Salar de Uyuni – Bolivia, South America

A Salt Rink
Salt Everywhere

Holiday on Salt
In the southwest corner of Bolivia there's a salt flat, the size of Holland, which in this context, is a lot of salt. There has been rain, the clouds are reflected in the still water from the salt, which in this quanity, resembles ice – it crunches, it sparkles, it rips into your feet and it's all you can see far into the horizon. There's salt, sky and clouds – why would you need more than that.

The Beginning
I went to Uyuni, in the southwest corner of Bolivia, a town dedicated to tours of the salt flats. This should not be understated, everything in Uyuni is related to these tours. Most people go for two or three nights to see salt, huge rocks, colored lakes, flamingos, volcanoes, geysers and the desolate border with Chile.

The Truth
I fear and loathe package tours, never go on them, but this was worth it.

The Van
There are eight people in the van: two Spanish women who speak Basque, Euskara, a Dutch woman who is living in Peru, a Dutch/Bolivian couple, who met online, giving hope to us all and a Danish man whom I met in Sucre, a wise nineteen-year-old. Besides Augustine, the driver/cook and I, the average age is twenty two. There are many discussions on the relative difference between being nineteen and twenty two.

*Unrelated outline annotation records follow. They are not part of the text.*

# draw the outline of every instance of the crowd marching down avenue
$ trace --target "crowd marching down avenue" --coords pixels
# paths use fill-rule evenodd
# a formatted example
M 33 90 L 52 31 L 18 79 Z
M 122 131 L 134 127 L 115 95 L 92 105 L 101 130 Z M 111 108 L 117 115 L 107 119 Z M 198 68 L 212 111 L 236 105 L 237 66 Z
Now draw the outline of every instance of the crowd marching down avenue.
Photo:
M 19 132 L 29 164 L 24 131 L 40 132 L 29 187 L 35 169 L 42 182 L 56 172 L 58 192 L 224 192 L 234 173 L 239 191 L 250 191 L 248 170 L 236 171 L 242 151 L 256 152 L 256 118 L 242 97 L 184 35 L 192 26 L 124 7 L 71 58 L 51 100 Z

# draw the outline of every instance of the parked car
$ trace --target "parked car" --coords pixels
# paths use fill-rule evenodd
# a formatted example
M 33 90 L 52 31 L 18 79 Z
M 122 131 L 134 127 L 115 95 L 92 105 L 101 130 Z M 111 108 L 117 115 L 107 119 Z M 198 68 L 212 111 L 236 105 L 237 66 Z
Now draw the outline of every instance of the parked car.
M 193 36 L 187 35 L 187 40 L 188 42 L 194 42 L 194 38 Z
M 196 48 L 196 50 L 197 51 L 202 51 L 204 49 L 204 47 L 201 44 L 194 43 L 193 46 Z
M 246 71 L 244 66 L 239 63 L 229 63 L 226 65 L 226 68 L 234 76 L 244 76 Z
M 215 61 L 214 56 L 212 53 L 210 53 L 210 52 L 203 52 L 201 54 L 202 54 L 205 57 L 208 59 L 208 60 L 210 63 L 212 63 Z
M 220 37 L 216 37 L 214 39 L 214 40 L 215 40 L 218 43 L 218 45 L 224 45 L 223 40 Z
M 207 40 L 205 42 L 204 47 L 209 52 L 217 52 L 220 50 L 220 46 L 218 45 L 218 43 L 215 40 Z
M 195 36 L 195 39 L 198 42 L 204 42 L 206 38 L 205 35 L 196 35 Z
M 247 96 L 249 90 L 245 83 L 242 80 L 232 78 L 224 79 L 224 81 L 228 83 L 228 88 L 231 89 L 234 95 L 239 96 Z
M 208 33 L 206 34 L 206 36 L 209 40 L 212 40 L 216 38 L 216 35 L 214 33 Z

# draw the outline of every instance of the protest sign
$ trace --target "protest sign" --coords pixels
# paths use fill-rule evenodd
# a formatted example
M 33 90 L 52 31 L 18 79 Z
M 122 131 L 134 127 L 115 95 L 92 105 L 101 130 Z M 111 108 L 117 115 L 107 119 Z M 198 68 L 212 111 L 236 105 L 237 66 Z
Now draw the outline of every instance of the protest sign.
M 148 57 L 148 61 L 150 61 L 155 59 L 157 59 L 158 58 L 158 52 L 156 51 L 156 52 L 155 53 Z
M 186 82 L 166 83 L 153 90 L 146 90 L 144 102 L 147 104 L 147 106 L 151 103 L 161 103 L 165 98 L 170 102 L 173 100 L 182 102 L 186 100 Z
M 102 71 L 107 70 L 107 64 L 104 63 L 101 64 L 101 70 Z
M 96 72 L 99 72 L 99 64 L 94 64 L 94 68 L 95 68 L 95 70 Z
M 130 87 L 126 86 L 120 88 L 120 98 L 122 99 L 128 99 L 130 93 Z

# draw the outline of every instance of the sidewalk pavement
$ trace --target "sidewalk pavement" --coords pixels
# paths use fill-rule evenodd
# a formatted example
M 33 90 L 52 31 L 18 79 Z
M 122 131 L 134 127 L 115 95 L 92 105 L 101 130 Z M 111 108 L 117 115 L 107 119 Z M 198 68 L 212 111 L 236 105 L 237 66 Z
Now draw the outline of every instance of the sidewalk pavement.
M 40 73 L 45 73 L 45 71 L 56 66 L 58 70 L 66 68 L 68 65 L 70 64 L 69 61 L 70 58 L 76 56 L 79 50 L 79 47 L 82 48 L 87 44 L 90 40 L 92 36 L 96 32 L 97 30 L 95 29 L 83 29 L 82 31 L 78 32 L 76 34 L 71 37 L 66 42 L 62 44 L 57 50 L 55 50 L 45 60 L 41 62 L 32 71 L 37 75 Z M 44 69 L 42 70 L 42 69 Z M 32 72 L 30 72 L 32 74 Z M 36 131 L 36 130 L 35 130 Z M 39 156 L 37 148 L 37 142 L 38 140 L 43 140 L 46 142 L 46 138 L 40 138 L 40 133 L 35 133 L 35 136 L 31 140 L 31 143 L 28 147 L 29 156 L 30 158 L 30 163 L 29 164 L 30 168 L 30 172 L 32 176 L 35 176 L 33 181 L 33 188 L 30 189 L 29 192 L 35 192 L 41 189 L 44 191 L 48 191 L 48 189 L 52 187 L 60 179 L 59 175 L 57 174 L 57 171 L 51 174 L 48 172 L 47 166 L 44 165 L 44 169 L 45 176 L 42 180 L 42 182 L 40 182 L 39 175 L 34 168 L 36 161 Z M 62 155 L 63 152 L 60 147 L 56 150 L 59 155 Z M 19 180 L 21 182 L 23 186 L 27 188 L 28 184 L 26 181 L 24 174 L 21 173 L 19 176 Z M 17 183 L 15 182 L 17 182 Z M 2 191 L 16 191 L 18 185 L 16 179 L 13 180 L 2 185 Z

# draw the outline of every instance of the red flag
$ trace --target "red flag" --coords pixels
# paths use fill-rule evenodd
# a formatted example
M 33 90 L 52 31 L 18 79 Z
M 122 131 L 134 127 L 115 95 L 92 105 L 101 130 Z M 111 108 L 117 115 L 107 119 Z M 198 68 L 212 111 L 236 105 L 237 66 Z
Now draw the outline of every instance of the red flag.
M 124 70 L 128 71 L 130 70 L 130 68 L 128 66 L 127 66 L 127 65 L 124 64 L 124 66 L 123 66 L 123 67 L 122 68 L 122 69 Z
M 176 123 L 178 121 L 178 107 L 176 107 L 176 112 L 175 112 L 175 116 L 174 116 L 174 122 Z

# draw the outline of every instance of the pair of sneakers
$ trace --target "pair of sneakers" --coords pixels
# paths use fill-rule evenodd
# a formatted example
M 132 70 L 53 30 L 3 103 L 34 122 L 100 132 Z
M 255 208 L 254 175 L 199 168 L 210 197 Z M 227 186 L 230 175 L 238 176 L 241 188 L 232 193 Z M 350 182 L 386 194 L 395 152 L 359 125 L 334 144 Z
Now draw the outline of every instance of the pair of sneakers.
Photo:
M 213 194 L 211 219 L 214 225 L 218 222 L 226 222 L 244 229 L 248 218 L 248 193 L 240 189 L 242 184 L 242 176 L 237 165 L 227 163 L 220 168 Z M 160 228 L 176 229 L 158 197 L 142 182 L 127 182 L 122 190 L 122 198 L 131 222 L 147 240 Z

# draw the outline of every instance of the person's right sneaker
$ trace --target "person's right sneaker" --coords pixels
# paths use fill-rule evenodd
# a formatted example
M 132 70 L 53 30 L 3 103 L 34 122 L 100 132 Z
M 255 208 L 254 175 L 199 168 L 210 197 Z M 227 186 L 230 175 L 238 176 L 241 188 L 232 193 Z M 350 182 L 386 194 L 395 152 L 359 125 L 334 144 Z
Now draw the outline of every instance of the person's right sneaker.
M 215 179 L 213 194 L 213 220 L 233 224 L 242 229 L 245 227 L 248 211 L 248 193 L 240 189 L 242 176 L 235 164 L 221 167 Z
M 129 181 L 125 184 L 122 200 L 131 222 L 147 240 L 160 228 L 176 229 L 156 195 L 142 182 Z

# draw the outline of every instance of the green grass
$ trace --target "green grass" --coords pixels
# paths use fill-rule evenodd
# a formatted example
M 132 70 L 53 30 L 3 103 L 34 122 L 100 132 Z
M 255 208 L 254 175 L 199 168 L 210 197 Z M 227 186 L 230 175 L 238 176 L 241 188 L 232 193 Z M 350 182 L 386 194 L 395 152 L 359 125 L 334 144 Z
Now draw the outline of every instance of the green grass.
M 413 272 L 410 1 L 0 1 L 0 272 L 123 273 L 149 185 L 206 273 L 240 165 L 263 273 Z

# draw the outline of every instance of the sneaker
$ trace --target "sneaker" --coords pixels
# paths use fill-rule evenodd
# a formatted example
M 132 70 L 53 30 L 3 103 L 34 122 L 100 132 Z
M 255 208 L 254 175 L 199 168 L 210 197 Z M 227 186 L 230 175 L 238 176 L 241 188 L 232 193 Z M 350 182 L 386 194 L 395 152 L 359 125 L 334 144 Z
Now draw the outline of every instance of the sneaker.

There's a front seat, a back seat, you can both cross your legs and breathe and there's a back back seat where you can do neither. We develop a complicated seat rotation not easily understood.

Day 1
We drive on salt, water and clouds, sleep in a hovel. At dinner, local Bolivian boys sing and play instruments off key. A herd of llamas listen outside.

Day 2
There are enormous mountains and lines etched into the flat yellow ground. The lines are parallel – five in a row, sometimes they curve around a mountain. Future archaeologists will wonder what caused the lines (tire tracks). We see colored lakes with flamingos (smoking, drinking, carrying on.) We see a volcano and then we sleep in a barrack. No showers again – hair is getting matted, doesn't matter. At dinner we tell jokes and lots of trivia.

Day 3
It starts early. We see geysers, hot springs before light, then pass the desolate border with Chile, where I get off and everyone else returns to Uyuni.

The Information Man
This man collects questionnaires from tourists. Let's just say he has a lot of them, broken down into numerous categories, yet I'm not sure how different the groups really are, since everyone goes to the exact same places in the same order. It looks as though the paparazzi is in town – vans and tourists packed together, cameras clicking. The information office is half a block from the clock tower at the end of Arce. Tell the information man I said hi.